Properly developed language models enhance capital efficiency in legal practice by accelerating tasks and making sophisticated legal analysis more accessible. This is particularly beneficial for less experienced practitioners, leveling the playing field in terms of resource availability and expertise.
What risks should lawyers avoid when using language models?
Lawyers need to be cautious of hallucinations (false information) in outputs and ambiguous provenance (unclear sources) in training data. It's crucial to verify AI-generated information and be aware of the limitations of these models in legal contexts.
Why do hallucinations in language models occur, and how can they be addressed?
Hallucinations in language models occur not due to a lack of reasoning, but due to a lack of specific knowledge. These models might inaccurately recall or generate specific information. Addressing hallucinations involves explicit prompting against them, grounding the model with context, and verifying information with retrieved documents. This enhances the model's ability to reason over the knowledge it has access to.
What are the implications of hallucinations in language models like U.S. v. Cohen and Mata v. Avianca Inc. cases?
These cases illustrate the dangers of relying on language models without proper verification. In U.S. v. Cohen, AI-generated misinformation led to complications, while in Mata v. Avianca Inc., lawyers submitted non-existent judicial opinions. These examples underscore the need for careful review and human oversight in using language models in legal practice.
Can hallucinations in language model outputs be eliminated?
No. completely eliminating hallucinations in language model outputs is not currently possible. Language models are text prediction engines - they have to guess what the next word is. However, hallucinations can be significantly reduced through grounding, careful prompt design, and providing relevant context to language models. Check out the case law citation tool to learn more.
How can response quality be improved when using language models in legal contexts?
Enhancing response quality with language models in legal contexts involves prompt engineering and grounding techniques, which provide the language model with necessary contextual information. This approach ensures clear, context-aware, and accurate language model responses, effectively utilizing the model's reasoning capabilities over the provided knowledge.
What is prompt engineering in the context of language models and law?
Prompt engineering involves designing specific queries or instructions to guide AI models towards generating more accurate and contextually appropriate responses. It's a critical skill for legal professionals using AI, ensuring that the technology aligns with the specific needs and nuances of legal cases.
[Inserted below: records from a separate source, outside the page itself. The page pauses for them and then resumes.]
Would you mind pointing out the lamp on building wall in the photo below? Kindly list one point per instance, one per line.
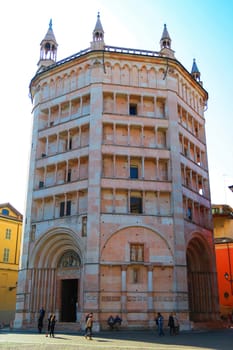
(13, 287)
(228, 277)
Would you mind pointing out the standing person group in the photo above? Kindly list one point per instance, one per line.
(40, 319)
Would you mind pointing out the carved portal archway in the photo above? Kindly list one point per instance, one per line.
(202, 289)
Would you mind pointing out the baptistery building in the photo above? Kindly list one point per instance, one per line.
(118, 216)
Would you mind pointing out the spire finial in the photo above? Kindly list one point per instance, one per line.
(195, 71)
(98, 34)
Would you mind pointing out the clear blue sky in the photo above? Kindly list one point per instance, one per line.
(200, 29)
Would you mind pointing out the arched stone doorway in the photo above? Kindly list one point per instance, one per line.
(56, 275)
(69, 275)
(202, 290)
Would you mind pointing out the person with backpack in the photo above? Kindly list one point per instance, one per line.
(159, 323)
(89, 324)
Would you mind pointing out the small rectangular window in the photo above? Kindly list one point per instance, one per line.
(69, 175)
(68, 208)
(6, 255)
(135, 276)
(62, 209)
(136, 252)
(136, 205)
(189, 213)
(133, 172)
(41, 184)
(132, 109)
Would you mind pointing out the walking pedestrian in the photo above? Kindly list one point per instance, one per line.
(171, 324)
(40, 319)
(89, 324)
(159, 322)
(51, 325)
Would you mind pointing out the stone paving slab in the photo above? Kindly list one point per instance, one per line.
(122, 340)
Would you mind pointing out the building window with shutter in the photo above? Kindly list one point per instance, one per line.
(6, 254)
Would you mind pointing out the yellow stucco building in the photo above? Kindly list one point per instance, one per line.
(10, 238)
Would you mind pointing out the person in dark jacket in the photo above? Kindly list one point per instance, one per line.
(159, 322)
(89, 324)
(51, 325)
(40, 319)
(171, 324)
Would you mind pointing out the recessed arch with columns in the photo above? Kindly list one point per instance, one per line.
(201, 278)
(51, 246)
(45, 274)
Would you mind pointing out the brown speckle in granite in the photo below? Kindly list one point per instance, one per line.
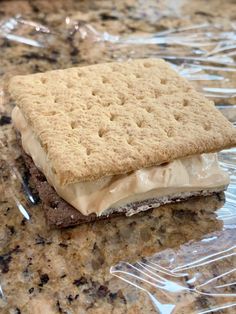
(71, 268)
(81, 281)
(59, 308)
(43, 280)
(39, 240)
(5, 120)
(6, 258)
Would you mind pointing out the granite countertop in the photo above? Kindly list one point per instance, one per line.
(67, 271)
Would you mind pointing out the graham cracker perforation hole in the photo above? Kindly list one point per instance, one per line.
(177, 117)
(207, 127)
(70, 85)
(112, 117)
(147, 65)
(102, 132)
(130, 140)
(56, 100)
(140, 124)
(170, 133)
(88, 151)
(149, 109)
(105, 80)
(74, 124)
(185, 102)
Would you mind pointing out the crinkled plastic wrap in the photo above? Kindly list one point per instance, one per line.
(199, 276)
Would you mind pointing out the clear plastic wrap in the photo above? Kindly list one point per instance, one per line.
(197, 276)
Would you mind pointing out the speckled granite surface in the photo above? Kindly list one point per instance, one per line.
(67, 271)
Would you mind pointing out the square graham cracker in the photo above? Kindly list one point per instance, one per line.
(113, 118)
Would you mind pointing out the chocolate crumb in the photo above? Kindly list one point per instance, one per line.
(60, 309)
(63, 245)
(11, 229)
(6, 258)
(79, 282)
(112, 296)
(70, 298)
(40, 240)
(5, 120)
(44, 280)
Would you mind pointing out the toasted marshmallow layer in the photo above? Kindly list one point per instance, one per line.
(189, 174)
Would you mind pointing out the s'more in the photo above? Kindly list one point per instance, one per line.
(117, 138)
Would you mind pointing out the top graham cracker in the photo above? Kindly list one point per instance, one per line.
(109, 119)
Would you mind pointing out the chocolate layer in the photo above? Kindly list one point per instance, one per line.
(60, 214)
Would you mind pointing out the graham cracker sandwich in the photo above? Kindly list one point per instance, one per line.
(117, 138)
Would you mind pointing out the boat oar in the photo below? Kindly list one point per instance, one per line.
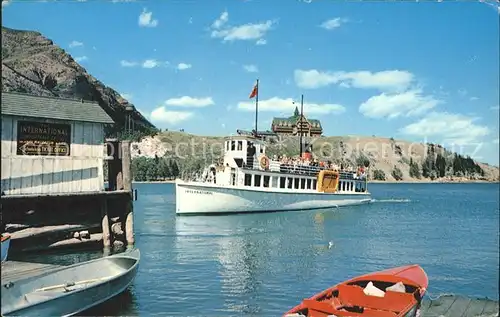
(69, 284)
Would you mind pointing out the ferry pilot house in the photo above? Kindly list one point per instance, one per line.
(247, 165)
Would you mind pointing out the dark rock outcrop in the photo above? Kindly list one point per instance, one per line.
(33, 64)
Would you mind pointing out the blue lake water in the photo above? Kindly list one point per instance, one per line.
(264, 264)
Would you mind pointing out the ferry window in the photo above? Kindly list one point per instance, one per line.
(256, 180)
(274, 181)
(266, 180)
(282, 182)
(248, 179)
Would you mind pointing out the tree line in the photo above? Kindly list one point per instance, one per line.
(437, 165)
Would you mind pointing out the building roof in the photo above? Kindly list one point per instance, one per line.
(18, 104)
(294, 119)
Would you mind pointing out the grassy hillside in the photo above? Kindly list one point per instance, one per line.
(395, 159)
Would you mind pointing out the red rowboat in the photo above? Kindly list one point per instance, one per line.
(395, 292)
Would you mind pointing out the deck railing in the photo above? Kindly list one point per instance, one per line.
(306, 170)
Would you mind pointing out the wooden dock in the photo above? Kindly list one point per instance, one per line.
(459, 306)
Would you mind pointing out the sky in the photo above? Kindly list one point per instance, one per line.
(413, 70)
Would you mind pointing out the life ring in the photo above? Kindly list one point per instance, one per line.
(264, 162)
What are some basic prompting techniques to improve response quality in language models
A few basic techniques to improve response quality in language models include (1) specifying clear task formats and tone, (2) encouraging step-by-step thinking through a chain of thought approach, and (3) persona prompting. These techniques help in eliciting more precise and relevant responses.
What is "grounding" a language model?
Grounding a language model is connecting it to a reliable datasource. Grounding with Retrieval Augmented Generation (RAG) helps mitigate hallucinations while enhancing the model's accuracy. This process involves providing the language model with a rich context or specific information to base its responses on, leading to more accurate and reliable outputs.
What are hyper parameters in language models, and how do they change outputs?
Hyperparameters in language models, such as temperature, token window, and penalties, significantly influence the model's outputs. The temperature setting affects the creativity or randomness of the response, the token window determines the scope of the output, and penalties help prevent repetitive or redundant phrases. Adjusting these settings allows legal professionals to tailor the language model's responses, ensuring they are suitable for the specific requirements of brainstorming, legal research, drafting, or analysis.